Generative Design Comparison
ESM-2 vs ProGen2 vs EvoDiff: Protein Language Models & Generation (2026)
Last updated: 2026-04-16
Protein language models are the foundation of modern computational biology. ESM-2 (Meta) provides rich learned representations used for everything from structure prediction to function annotation. ProGen2 (Salesforce) generates novel protein sequences autoregressively. EvoDiff (Microsoft) takes a different approach — discrete diffusion that enables order-agnostic and motif-conditioned generation. These tools serve fundamentally different purposes.
Head-to-Head
Structured comparison across key dimensions.

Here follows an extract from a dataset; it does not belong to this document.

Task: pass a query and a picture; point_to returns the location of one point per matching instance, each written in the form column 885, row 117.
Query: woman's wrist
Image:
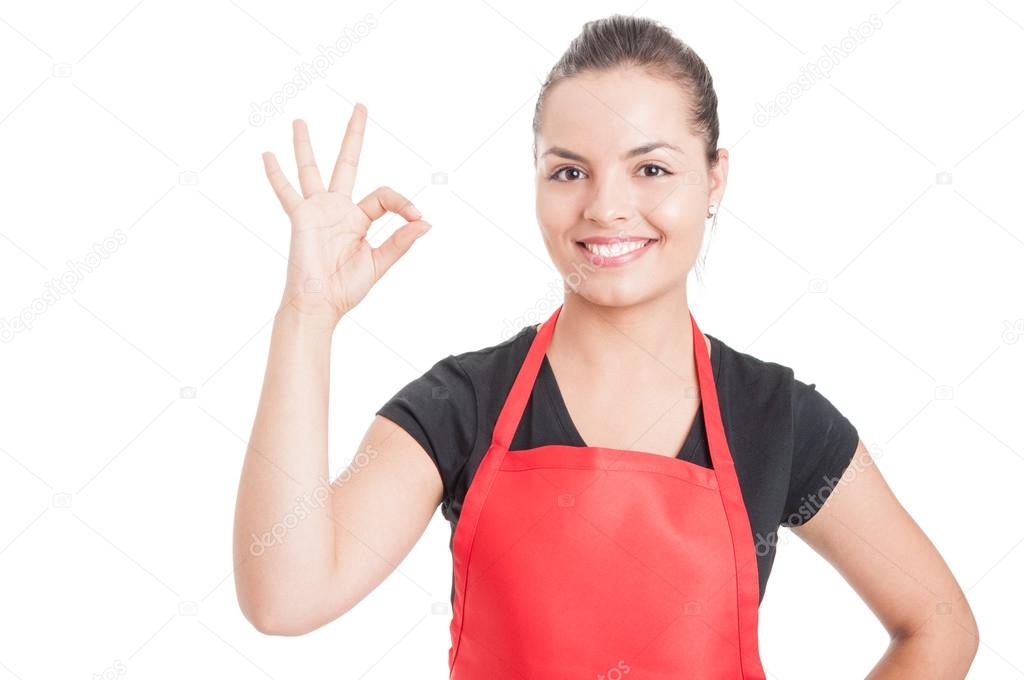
column 303, row 323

| Dimension | ESM-2 | ProGen2 | EvoDiff |
|---|---|---|---|
| Primary purpose | Protein representation learning (embeddings for downstream tasks) | Autoregressive protein sequence generation | Diffusion-based protein sequence generation with conditioning |
| Architecture | Masked language model (BERT-style transformer) | Autoregressive language model (GPT-style transformer) | Discrete diffusion model (order-agnostic autoregressive) |
| Model sizes | 8M to 15B parameters (650M most commonly used) | 151M to 6.4B parameters | ~640M parameters (OADM model) |
| Training data | UniRef50/90 (~250M sequences) | UniRef90, BFD, OAS (>1B sequences including metagenomics and immune repertoires) | UniRef50 + evolutionary alignments (OpenFold MSAs) |
| Can generate sequences? | Limited — masked token infilling only (not designed for generation) | Yes — strong autoregressive generation with family/taxonomy conditioning | Yes — diffusion-based with motif scaffolding and inpainting |
| Zero-shot prediction | Excellent — variant effect prediction, contact maps, secondary structure from embeddings alone | Log-likelihood scoring for fitness; less validated than ESM-2 for zero-shot tasks | Not designed for zero-shot prediction tasks |
| Structure prediction | Yes — ESMFold uses ESM-2 embeddings (single-sequence, no MSA needed) | No — sequence only | No — sequence only (validate with ESMFold/AF2 downstream) |
| License | MIT | MIT | MIT |
| On Platform | Partial (via ESMFold) | No | No |
| Key limitation | Not a generative model; masked infilling ≠ coherent full-sequence design | Left-to-right generation only; cannot condition on internal motifs or do inpainting | Smaller model; generated proteins need downstream structural validation; less adopted than ESM-2 |
When to Use Each
ESM-2
You need protein embeddings for downstream ML tasks. You want zero-shot variant effect prediction. You need structure prediction (ESMFold). You're building a classifier, regressor, or search system on top of protein representations.
ProGen2
You want to generate novel protein sequences. You need controllable generation conditioned on protein family, taxonomy, or function. You want the largest available autoregressive protein model (6.4B parameters).
EvoDiff
You need motif-conditioned protein generation (scaffold a sequence around a fixed motif). You want order-agnostic generation (not left-to-right). You need sequence inpainting or infilling capabilities.
Practitioner Verdict
Use ESM-2 when you need protein embeddings for downstream tasks (structure prediction, function classification, variant effect prediction) — it's the representation backbone of the field. Use ProGen2 for autoregressive protein sequence generation, especially when you want to control generation with taxonomic or functional conditioning. Use EvoDiff when you need diffusion-based generation with motif scaffolding or inpainting capabilities that autoregressive models can't do.